Opening the show was the NYPD, as always, but right behind them were the bikers, and they were a great opening act. Lots of noise and hooting and whistling. Then came the active duty officers and other official people, followed by the politicians. Hillary was in the house. I bet her SS officers really loved all the craziness. The costumes of some of the participants were really outrageous. Others were almost non-existant. Some didn't make any sense, like the guy who was go-go dancing for Jesus.

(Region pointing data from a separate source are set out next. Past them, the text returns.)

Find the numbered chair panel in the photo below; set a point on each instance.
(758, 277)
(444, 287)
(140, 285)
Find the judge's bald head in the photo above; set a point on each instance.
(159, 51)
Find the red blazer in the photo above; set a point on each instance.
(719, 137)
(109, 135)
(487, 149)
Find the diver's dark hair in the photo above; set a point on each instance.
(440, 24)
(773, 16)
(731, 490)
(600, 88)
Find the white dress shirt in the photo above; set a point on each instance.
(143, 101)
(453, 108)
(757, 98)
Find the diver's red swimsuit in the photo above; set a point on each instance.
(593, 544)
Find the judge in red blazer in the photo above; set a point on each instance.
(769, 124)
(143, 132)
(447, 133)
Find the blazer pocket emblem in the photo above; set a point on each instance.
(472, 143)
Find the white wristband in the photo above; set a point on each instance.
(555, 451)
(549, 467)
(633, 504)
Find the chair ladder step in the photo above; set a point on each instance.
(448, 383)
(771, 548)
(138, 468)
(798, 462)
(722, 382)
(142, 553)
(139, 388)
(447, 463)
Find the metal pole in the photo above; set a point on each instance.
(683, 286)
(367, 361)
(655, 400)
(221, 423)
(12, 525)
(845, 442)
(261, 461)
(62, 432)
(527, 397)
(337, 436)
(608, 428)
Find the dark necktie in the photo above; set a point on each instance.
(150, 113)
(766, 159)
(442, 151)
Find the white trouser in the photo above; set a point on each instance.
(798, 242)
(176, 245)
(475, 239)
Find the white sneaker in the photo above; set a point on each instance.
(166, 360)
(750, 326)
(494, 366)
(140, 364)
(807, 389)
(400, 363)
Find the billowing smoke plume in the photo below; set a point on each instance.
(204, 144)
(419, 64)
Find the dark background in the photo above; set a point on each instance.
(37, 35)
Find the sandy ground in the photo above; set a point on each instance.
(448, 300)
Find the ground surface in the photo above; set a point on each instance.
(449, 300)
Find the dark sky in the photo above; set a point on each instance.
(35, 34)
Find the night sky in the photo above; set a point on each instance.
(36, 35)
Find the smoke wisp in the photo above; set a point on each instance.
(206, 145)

They had so many ethnic group marching groups, too. I didn't really expect that, but places like Peru and Columbia really put on a good showing. Nothing compared to Brazil, though, especially in number of people. There were marching bands, color guards, twirlers, cheerleaders. Oh, the cheerleaders were blasting Gwen Stefani's "Hollaback Girl" to do a routine. It was worth the whole trip just to hear a whole street full of people, at least 5 blocks ahead of the speakers, unsolicited, start shouting "The shit is bananas, B-A-N-A-N-A-S!" Love it.

Lots of companies had floats, like Altoids, Delta Airlines, HSBC Bank, Starbucks (who were throwing out purple Lance Armstrong bracelets that said Starbucks on them - shameless). The common theme among corporate floats were muscled guys in speedos shaking their business. You get what you pay for, apparnetly.

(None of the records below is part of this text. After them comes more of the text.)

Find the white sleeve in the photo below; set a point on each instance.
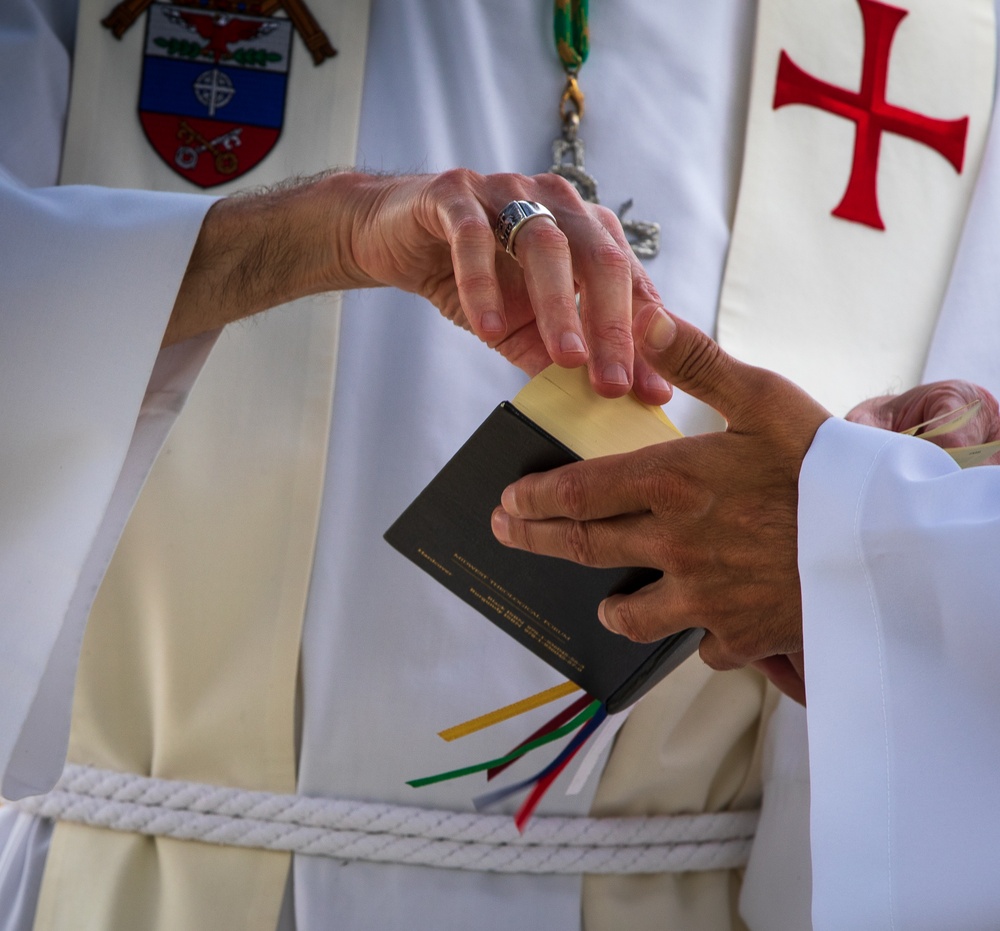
(88, 278)
(899, 554)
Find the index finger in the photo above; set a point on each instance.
(589, 490)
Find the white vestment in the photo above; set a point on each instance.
(409, 389)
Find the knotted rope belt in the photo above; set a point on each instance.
(351, 830)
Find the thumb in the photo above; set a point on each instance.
(694, 362)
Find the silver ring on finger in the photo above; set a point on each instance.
(513, 217)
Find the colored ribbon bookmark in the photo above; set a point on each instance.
(582, 718)
(509, 711)
(541, 781)
(558, 721)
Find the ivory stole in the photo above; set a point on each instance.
(866, 130)
(199, 618)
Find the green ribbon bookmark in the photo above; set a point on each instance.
(573, 725)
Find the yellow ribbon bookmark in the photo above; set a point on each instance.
(509, 711)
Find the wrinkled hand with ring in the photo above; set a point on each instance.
(437, 236)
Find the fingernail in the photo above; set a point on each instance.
(501, 525)
(657, 383)
(615, 374)
(492, 322)
(659, 331)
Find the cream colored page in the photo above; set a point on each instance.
(562, 403)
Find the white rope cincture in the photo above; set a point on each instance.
(350, 830)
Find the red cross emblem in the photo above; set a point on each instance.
(871, 113)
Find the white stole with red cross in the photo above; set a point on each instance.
(866, 129)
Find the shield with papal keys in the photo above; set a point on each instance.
(212, 100)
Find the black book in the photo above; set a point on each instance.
(549, 605)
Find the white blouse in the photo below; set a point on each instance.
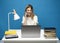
(31, 21)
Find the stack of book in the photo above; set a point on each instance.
(10, 34)
(50, 33)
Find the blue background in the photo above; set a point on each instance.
(48, 12)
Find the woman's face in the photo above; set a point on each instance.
(29, 11)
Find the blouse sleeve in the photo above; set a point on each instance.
(36, 19)
(23, 19)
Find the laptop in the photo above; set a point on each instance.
(30, 31)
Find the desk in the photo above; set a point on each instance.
(31, 40)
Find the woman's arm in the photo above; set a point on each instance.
(35, 20)
(24, 20)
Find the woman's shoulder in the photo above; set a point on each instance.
(35, 16)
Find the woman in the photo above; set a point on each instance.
(29, 18)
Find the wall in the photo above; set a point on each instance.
(46, 10)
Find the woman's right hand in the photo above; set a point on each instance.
(14, 11)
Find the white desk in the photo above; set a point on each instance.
(23, 40)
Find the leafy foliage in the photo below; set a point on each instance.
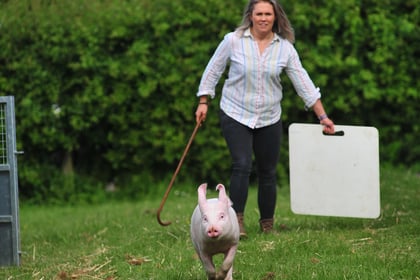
(105, 89)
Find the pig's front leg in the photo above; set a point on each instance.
(209, 267)
(225, 272)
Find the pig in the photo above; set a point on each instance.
(215, 230)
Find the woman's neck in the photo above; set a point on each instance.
(266, 36)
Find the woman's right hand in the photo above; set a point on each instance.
(201, 112)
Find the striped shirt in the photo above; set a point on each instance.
(252, 91)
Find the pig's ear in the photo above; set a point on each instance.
(202, 189)
(222, 194)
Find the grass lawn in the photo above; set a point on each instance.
(122, 240)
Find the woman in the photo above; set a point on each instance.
(250, 116)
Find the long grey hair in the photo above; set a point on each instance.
(281, 25)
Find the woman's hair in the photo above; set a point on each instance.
(281, 25)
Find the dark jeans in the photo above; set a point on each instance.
(242, 142)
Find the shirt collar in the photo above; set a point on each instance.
(247, 33)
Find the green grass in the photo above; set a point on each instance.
(122, 240)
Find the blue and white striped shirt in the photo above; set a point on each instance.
(252, 92)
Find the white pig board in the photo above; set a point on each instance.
(334, 175)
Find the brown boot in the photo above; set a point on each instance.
(242, 232)
(267, 225)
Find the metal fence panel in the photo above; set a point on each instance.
(9, 200)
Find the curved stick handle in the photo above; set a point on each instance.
(165, 197)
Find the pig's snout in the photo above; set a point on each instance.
(213, 232)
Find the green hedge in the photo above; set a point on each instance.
(105, 89)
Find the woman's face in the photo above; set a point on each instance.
(263, 17)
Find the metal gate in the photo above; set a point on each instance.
(9, 201)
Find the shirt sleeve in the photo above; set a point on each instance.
(302, 83)
(215, 68)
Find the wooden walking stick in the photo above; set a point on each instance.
(165, 196)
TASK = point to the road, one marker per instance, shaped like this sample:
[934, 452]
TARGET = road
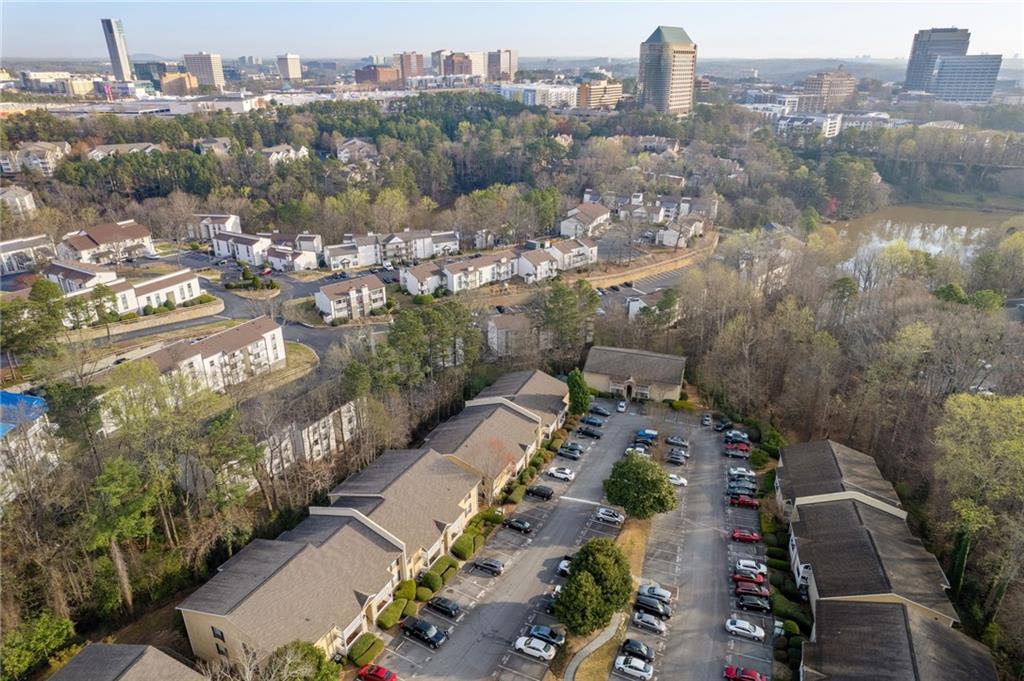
[500, 609]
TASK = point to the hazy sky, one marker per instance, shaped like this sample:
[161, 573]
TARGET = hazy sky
[37, 28]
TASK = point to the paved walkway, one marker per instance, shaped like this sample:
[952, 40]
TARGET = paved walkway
[603, 638]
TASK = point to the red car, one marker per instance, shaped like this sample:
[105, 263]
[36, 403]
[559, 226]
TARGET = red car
[744, 501]
[749, 589]
[741, 674]
[375, 673]
[744, 535]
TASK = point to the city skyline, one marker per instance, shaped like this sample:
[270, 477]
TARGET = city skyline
[171, 30]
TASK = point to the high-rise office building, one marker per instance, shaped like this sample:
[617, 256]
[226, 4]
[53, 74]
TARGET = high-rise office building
[207, 69]
[668, 67]
[115, 34]
[410, 65]
[290, 67]
[965, 78]
[929, 44]
[502, 65]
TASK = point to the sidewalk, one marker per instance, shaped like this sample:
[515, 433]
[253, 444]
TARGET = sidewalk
[603, 638]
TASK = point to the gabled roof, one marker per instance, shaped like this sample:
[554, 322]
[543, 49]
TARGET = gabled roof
[669, 34]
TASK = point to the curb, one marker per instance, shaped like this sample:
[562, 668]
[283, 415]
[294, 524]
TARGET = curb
[588, 649]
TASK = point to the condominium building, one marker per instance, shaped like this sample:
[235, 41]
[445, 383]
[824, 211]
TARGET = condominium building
[114, 32]
[207, 68]
[668, 67]
[929, 44]
[290, 67]
[599, 94]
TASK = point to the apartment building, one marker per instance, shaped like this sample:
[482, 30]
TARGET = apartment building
[26, 254]
[205, 226]
[19, 202]
[112, 242]
[41, 158]
[226, 357]
[350, 299]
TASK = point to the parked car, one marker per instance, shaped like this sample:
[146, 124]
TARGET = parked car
[535, 647]
[656, 592]
[648, 622]
[492, 565]
[744, 629]
[548, 635]
[753, 565]
[519, 525]
[754, 603]
[445, 606]
[541, 492]
[609, 515]
[743, 501]
[745, 535]
[652, 606]
[740, 674]
[636, 648]
[749, 589]
[634, 668]
[561, 473]
[423, 630]
[375, 673]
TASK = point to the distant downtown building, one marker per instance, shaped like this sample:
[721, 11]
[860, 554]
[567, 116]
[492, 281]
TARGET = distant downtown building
[289, 67]
[115, 34]
[668, 67]
[929, 44]
[207, 68]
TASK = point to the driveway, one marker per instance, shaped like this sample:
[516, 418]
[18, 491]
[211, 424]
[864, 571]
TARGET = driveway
[500, 609]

Towards the end the costumes seemed to shrink. Tops started coming off. Leather men in straps not much else were everywhere. And then the most outrageous costume ever walks by. Dude is tattooed, and is wearing one sock, and flip flops. And that's it. And he had a flag stuck in his butt. If you need a visual image you'll have to go all the way to the end of my posted photos and gawk.

After the parade I was getting some food in the marketplace and carnival food section and just walking about. Oh yeah, I was wearing my Utilikit, and wearing a shirt saying "God of Biscuits". So I'm hanging out on a side street, relaxing and finishing off my meal when I get approached about the meaning of my shirt. Apparently its meaning was unclear, and they had postulated that I wanted to either fart on someone, or be farted on (something about air biscuits being a name for farts?). One other random guy (I think he was drunk or high or something) comes up out of the blue with a big finger pointed at me and says, "Pauline's Biscuits, right? You know Pauline? Oh my Gawd." To which I legitimately cannot respond. I'm then berrated about some show on Food Network and how Pauline makes the best biscuits.

Luckily that passed, and I spent the rest of the afternoon chatting, explaining to people about the shirt. If you're still clueless, go listen to Eddie Izzard in "Dress to Kill". After standing on pavement for over 5 hours, my back was screaming at me, so I decided it was time to head home. Met some fun new people, and got a lot of photos with my new camera.